The Chatham House Prize is awarded yearly to the person, persons or organization deemed to have made the most significant contribution to the improvement of international relations in the previous year.
Attenborough (pictured) and Hector were selected for the galvanizing impact of BBC’s Blue Planet II series on tackling ocean plastic pollution. Blue Planet II highlighted the damage caused by discarded plastics to the world’s oceans and marine wildlife, sparking a global conversation on conservation and global environmental challenges.

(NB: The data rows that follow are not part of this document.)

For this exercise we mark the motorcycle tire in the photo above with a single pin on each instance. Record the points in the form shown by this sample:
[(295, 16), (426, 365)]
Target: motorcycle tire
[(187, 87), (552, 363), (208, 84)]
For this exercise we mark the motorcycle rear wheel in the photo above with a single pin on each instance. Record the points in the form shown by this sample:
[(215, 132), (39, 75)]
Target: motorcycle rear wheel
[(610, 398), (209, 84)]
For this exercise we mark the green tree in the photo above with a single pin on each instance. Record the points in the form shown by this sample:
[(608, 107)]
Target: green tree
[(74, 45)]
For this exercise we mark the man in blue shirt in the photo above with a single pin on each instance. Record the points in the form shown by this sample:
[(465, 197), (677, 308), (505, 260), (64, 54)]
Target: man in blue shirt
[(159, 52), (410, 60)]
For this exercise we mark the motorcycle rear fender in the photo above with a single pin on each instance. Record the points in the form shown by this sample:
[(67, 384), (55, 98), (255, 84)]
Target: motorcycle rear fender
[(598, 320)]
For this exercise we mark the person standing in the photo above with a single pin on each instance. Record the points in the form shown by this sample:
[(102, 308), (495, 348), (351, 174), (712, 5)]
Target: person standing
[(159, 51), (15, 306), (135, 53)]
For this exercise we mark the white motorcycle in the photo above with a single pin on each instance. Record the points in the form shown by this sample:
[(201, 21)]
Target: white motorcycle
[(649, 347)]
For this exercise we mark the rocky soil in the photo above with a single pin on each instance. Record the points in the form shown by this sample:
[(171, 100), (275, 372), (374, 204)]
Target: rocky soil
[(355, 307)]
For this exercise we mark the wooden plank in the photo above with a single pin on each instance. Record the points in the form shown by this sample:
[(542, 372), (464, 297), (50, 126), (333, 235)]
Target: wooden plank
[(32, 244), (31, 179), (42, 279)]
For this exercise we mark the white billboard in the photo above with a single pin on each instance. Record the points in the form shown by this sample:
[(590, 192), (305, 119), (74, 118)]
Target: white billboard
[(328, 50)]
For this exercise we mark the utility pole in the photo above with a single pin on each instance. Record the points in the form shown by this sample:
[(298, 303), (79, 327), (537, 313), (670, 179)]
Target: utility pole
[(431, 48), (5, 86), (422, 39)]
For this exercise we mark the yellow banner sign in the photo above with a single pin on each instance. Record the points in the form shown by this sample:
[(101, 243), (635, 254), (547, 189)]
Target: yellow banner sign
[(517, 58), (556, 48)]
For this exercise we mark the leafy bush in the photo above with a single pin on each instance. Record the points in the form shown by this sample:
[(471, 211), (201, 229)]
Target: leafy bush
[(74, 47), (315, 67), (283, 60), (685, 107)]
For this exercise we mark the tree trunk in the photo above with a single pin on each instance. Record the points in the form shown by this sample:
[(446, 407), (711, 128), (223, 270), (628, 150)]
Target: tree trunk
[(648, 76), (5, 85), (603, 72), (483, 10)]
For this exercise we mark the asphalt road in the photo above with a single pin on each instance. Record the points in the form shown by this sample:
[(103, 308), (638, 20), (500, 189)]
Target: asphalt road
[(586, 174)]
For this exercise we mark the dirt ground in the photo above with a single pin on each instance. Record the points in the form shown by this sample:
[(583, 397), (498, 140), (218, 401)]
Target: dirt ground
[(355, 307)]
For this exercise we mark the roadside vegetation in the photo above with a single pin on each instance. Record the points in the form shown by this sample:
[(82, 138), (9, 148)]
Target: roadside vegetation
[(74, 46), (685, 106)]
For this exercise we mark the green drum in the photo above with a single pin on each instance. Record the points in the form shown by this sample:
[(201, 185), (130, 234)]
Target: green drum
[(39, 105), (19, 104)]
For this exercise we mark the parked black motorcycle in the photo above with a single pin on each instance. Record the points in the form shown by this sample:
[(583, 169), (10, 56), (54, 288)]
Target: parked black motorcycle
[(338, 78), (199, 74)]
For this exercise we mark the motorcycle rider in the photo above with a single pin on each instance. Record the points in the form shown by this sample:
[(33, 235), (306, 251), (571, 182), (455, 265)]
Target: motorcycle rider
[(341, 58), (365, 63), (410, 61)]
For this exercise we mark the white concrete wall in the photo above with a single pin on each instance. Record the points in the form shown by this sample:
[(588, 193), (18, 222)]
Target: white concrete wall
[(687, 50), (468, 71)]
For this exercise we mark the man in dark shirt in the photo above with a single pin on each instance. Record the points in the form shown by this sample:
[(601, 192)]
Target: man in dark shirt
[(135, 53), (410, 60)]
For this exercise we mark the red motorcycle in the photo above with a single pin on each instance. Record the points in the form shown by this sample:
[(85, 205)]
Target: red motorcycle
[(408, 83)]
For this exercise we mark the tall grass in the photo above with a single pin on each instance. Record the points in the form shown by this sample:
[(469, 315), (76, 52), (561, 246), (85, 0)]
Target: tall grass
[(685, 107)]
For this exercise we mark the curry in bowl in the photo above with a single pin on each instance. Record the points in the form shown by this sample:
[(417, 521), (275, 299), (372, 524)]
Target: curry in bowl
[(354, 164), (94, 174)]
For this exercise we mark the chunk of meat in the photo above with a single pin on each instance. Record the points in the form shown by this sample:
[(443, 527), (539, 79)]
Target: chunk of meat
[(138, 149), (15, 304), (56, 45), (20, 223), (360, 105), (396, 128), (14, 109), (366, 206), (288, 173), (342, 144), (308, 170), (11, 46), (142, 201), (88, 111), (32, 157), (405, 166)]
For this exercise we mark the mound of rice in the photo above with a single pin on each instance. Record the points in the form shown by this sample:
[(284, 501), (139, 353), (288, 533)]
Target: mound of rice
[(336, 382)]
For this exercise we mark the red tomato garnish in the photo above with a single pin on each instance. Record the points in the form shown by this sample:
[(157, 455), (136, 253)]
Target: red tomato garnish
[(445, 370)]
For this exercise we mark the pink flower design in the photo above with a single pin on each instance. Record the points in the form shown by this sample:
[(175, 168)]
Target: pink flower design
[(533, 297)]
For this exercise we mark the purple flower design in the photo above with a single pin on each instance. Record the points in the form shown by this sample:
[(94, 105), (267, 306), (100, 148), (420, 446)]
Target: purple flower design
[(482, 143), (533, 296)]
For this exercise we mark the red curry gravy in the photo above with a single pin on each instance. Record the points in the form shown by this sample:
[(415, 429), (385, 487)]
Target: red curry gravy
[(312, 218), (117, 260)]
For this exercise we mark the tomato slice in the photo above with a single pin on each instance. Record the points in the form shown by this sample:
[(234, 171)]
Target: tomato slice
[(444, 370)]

Other nominees for the award included Abiy Ahmed, prime minister of Ethiopia, nominated for his efforts to transform civic leadership and promote plural politics, free speech and peace in Ethiopia; as well as Katrín Jakobsdóttir, prime minister of Iceland, nominated for her commitment to gender equality and women’s financial inclusion in Iceland.
“Plastic pollution is one of the gravest challenges facing the world’s oceans, and undoubtedly an international issue,” said Robin Niblett, director of Chatham House, in a statement. “Sir David and the BBC Studios Natural History Unit played an instrumental role in helping to put this issue at the forefront of the public agenda. Blue Planet II spurred a passionate global response and generated clear behavioral and policy change.”
The prize will be presented to Attenborough and Hector at a live-streamed event at Chatham House in London tomorrow (Nov. 20).